Max-Erwann Gastineau es licenciado en historia y relaciones internacionales y director de asuntos públicos en el sector energético. Ensayista, es autor de La era de la afirmación: respondiendo al desafío de la desoccidentalización (Le Cerf, 2023).

En su editorial de Le Figaro del 17 de diciembre de 1964, Raymond Aron expuso los cánones geopolíticos de la doctrina gauliana: “la primacía de la política (…), la visión tradicional de los Estados y su lucha permanente, la indiferencia hacia las ideologías que luego pasan que las naciones permanezcan, la pasión de Francia sola, a riesgo de que Francia quede sola. Durante varias décadas nos ha impulsado una contrapasión: la pasión europea. Así, para existir, para evitar el miedo a parecer "aislada", tan pequeña en tamaño como mediana en poder, Francia no tendría otra opción que continuar la progresiva "europeización" de su destino, y mañana de su política exterior, antes ¿El dominio exclusivo del poder presidencial?

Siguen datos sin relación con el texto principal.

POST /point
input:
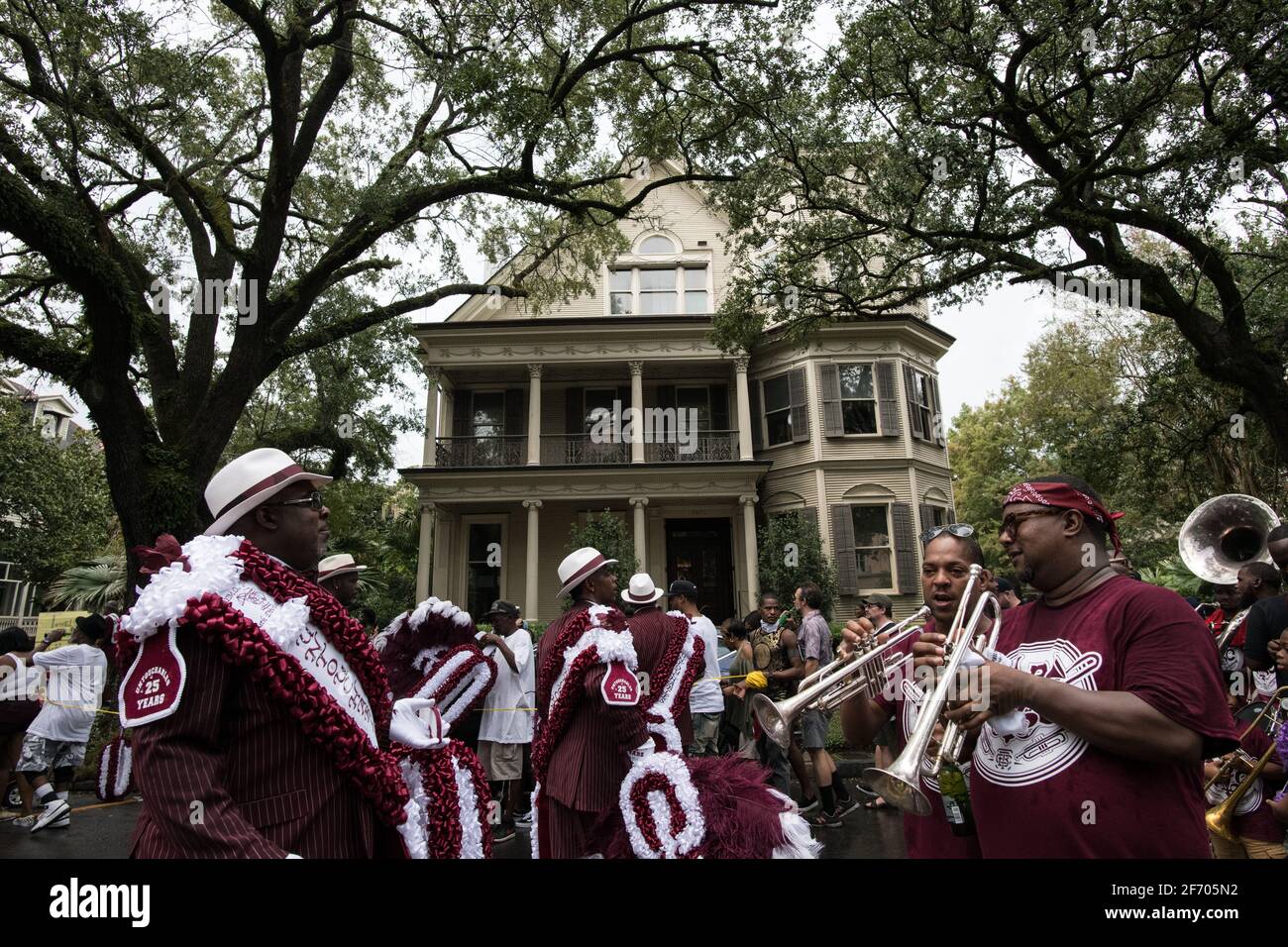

La propuesta, apoyada por Emmanuel Macron, de poner fin al derecho de veto de los países miembros de la Unión Europea (UE) en cuestiones de política exterior se enmarca en este marco. Al fortalecer la capacidad del viejo continente de “hablar con una sola voz”, el desafío es contrarrestar el resurgimiento crónico de los “egoísmos nacionales” y dar más peso a una “Europa geopolítica” en busca de un futuro en la escena internacional.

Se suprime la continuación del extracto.